What the Cross-Section Looks Like
If you sliced through a starfish arm from top to bottom, you’d see distinct layers. The outermost layer is the body wall: skin, ossicles, and the collagen-muscle mesh holding them together. Just inside that are the papulae openings and the coelomic cavity filled with fluid. Running along the top of the arm are the two pyloric glands, large branching organs that take up much of the interior space. Along the bottom center is the radial canal of the water vascular system, with ampullae branching off to each side like rows of tiny balloons. Below the radial canal sits the radial nerve cord, and beneath that, the groove where tube feet emerge.
The central disc is more crowded.

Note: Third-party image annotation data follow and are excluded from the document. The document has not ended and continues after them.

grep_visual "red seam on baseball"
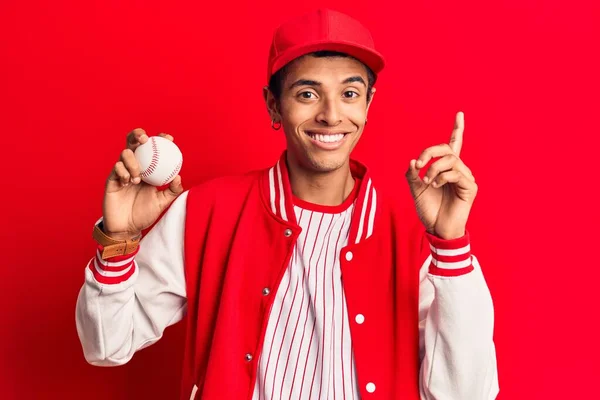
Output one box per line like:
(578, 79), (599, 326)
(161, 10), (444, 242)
(161, 160), (183, 186)
(140, 137), (159, 178)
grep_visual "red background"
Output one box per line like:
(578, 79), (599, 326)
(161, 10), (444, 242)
(0, 0), (600, 400)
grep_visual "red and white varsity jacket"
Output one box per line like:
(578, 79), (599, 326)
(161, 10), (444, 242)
(76, 152), (499, 400)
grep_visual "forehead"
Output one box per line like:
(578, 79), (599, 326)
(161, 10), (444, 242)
(284, 55), (367, 85)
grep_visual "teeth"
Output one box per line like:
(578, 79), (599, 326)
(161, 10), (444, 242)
(308, 133), (344, 143)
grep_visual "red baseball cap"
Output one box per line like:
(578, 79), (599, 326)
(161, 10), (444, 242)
(267, 8), (385, 83)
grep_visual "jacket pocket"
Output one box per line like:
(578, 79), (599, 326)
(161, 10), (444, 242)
(190, 385), (198, 400)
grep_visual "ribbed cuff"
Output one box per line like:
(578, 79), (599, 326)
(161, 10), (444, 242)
(425, 230), (474, 276)
(88, 245), (140, 285)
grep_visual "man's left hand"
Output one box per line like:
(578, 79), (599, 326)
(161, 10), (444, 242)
(405, 111), (477, 240)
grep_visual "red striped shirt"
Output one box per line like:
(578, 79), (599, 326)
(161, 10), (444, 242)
(253, 184), (359, 400)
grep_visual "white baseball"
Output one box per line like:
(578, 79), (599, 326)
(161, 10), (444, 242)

Both stomach chambers sit here, along with the nerve ring, the water vascular ring canal, and the hemal ring. The madreporite connects from the top surface down to the ring canal through a vertical channel called the stone canal. In species that reproduce sexually, gonads are also tucked into the base of each arm near the central disc, sometimes filling much of the available space during breeding season.